Nelsons Proves his Talent in Russian Music

United StatesUnited States Prokofiev, Rachmaninoff:  Nadezhda Serdyuk (mezzo-soprano),  Boston Symphony Orchestra, Andris Nelsons (conductor), Tanglewood Festival Chorus, James Bagwell (chorus conductor), Carnegie Hall,  New  York, 22.10.2015 (SSM)

Prokofiev: Alexander Nevsky, Cantata, Op. 78

Rachmaninoff: Symphonic Dances, Op.45

Sergei Eisenstein, the director of the film Alexander  Nevsky, for which Prokofiev wrote the music, was under tremendous pressure from the Russian propaganda office to finish a film meant to mobilize the Russian populace for the impending invasion by the Axis powers. He felt at the time that it would be “impossible to find and reproduce that wonderful inner synchronization of plastic and musical images, that is, to achieve that in which lies the secret of audio-visual impression….This is where the magician Sergei Prokofiev came to the rescue.”

Magician, he was, collaborating with the cinematic giant, Eisenstein, to produce what is arguably the greatest piece of background (foreground?) music ever written. Their collaborative relationship was one of true respect, trust and dedication to the film’s importance for their country’s survival. Any true lover of this masterpiece of both film and music can hear the music if silently viewing the film, and can visualize the images if hearing the music alone.
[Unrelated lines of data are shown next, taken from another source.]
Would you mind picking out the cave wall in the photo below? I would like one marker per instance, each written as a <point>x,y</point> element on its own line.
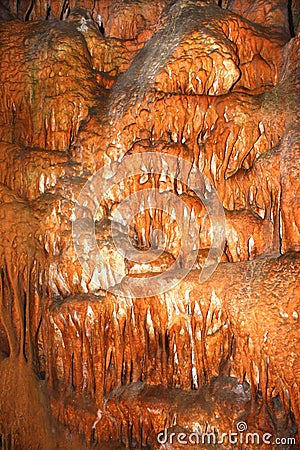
<point>150,222</point>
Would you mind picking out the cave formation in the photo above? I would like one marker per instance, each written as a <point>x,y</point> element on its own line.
<point>150,224</point>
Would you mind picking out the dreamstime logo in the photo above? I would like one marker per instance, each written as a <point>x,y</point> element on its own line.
<point>149,179</point>
<point>240,436</point>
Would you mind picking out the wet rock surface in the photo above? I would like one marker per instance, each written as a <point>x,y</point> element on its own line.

I grew up listening to Fritz Reiner’s recording with the Chicago Symphony, and when I finally got to see the film, it was as if the music went from black and white to Technicolor.
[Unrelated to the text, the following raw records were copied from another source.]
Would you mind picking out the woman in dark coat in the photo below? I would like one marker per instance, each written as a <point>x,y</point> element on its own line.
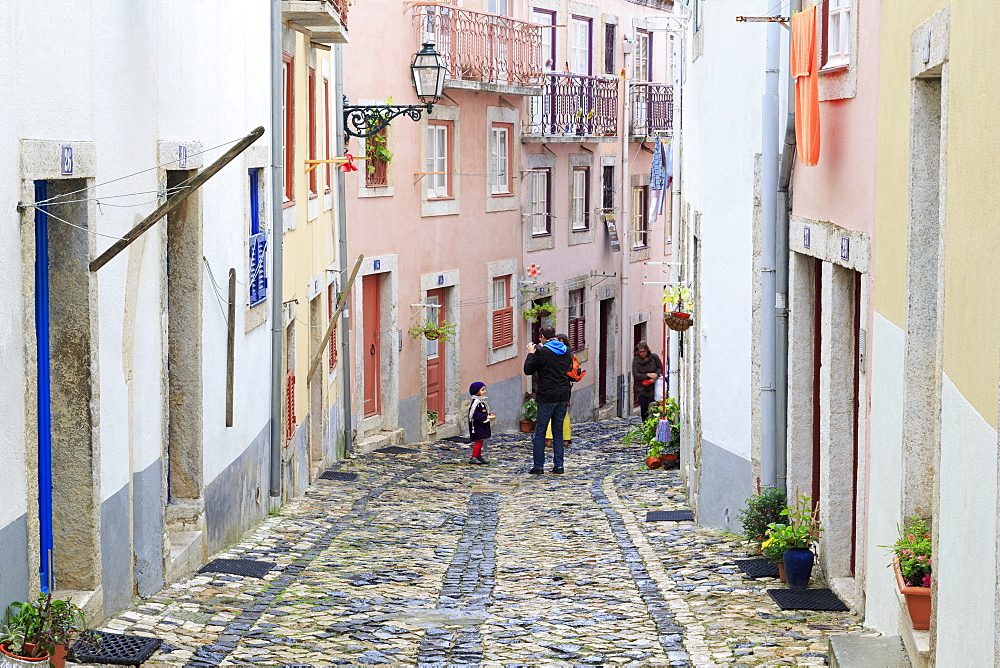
<point>480,418</point>
<point>646,368</point>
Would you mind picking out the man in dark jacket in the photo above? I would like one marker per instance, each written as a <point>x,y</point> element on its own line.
<point>551,360</point>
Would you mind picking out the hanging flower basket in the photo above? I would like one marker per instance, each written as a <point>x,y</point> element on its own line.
<point>678,321</point>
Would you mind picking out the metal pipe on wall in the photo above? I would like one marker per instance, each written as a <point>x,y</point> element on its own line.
<point>277,232</point>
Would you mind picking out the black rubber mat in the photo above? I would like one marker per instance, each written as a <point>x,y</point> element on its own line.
<point>113,648</point>
<point>758,568</point>
<point>337,475</point>
<point>245,567</point>
<point>807,599</point>
<point>669,516</point>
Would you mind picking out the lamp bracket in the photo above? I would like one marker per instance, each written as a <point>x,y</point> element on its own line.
<point>365,120</point>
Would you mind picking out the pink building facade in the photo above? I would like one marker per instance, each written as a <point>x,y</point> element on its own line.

Prokofiev knew he had outdone himself, and he later revised the music to make it more palatable.  This mainly meant cutting some of the long sequences. The battle scenes, powerful as they are, go on for almost 30 minutes, and without the visual support would have weakened the tightness of the music.
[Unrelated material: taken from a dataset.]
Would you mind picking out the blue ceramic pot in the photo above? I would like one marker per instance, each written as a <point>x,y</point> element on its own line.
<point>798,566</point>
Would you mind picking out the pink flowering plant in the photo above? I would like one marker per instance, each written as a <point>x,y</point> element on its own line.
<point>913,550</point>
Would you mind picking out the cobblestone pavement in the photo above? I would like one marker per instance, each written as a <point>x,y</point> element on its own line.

The performance by the Boston Symphony Orchestra under its new conductor, Andris Nelsons was a showpiece:  raw and raucous, at times (“The Crusades in Psov” and “The Battle on the Ice”); languishing (”Song of Alexander Nevsky”); and poignant (“The Field of the Dead”). I don’t know Russian, but the chorus must have been trained well enough to be understood, as the Russians next to me smiled, laughed or repeated the words coming from the chorus. Nadezhda Serdyuk gave the poignant “Field of the Dead” the proper gravitas.

The Rachmaninoff Symphonic Dances that followed the Prokofiev, not unexpectedly, was anticlimactic. The work is another showpiece, and Nelsons pushed it in both dynamics and tempo. The result was pleasantly bombastic, as I find much of Rachmaninoff.